The ecosystem adjustment is even occurring in the vendor space. While at re:Invent, I met with an interesting storage startup called ClearSky, helmed by Ellen Rubin, who founded (and sold to Verizon) a cloud application migration company called Cloudswitch. ClearSky has rethought the question of where data should be located, given the scale and low-cost of AWS S3 and the latency issues of sending data across a lengthy network (this, as you’ll note, is what accounts for data gravity).
ClearSky places a small device on premise for quick access to “hot” data, and places “cold” data up in S3. However, the fact is that cold data can become hot, or at least tepid, which requires low-latency access.
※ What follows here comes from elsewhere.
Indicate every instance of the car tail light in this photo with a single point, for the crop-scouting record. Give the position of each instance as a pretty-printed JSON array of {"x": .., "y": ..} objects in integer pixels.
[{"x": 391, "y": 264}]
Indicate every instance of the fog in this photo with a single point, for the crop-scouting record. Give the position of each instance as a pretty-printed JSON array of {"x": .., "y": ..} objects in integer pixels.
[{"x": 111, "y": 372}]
So ClearSky places storage in local metro areas, where data that is likely to be needed can be placed in readiness for retrieval to the on-premise data center. Naturally, there is a ton of smart software shuttling the data back and forth among the tiers, pre-fetching data that may be needed shortly.
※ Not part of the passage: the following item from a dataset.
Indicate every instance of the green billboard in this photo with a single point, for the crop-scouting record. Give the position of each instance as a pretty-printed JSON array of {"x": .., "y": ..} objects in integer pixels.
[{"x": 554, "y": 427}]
The point of this is not to predict success for ClearSky, but to note that innovative technology solutions are now being developed that take the functionality, scale, and power of AWS as a foundational building block when designing new products.
The bottom line
This year’s re:Invent indicates just how powerfully cloud computing is changing the technology industry. From my perspective, there are two companies setting the pace for the future of IT: AWS and Microsoft, which has shaken off a decade of somnolence to deliver a powerful and rich cloud offering in Azure.
Both are delivering an enormous range of services, including integrated offerings that address key areas of where technology is going, like IoT, Machine Learning, and Big Data Analytics. Both AWS and Azure appear to recognize that full functionality cloud computing is the future of the industry, and whoever is the victor in this contest is poised to become the 21st century’s IBM, Oracle, SAP and Microsoft rolled into one.
It remains to be seen how the established vendors will respond to this assault. Most have moved beyond denigration of public cloud computing in general and AWS specifically (as in this infamous example from two years ago when VMware’s COO derided AWS as something offered by a mere bookseller). The phrase of today is “hybrid cloud,” by which vendors mean a mixed infrastructure environment spanning public cloud and on-premise, and one in which they have domain expertise.
However, the hybrid future envisioned by most legacy vendors appears to be one in which perhaps 80 percent of all applications remain on-premise and only a fifth reside in public cloud environments. In part, this reflects an assumption that legacy applications are architected and operated in methods unsuited to public cloud computing. It must be said, however, that it also reflects a rosy assumption by legacy vendors that IT organizational inertia will keep those applications rooted in environments congenial to and controlled by incumbent vendors. As the examples cited at the top of this piece indicate, that assumption may be badly misaligned with user direction.
As I’ve stated many times, we are witnessing a sea change in the technology, one which will transform both vendors and IT organizations. For those unprepared to adapt to this sea change, the next ten years will be unpalatable and dangerous. For those who embrace it, though, the next 10 years will be glorious. The big question is: which side of the divide are you on?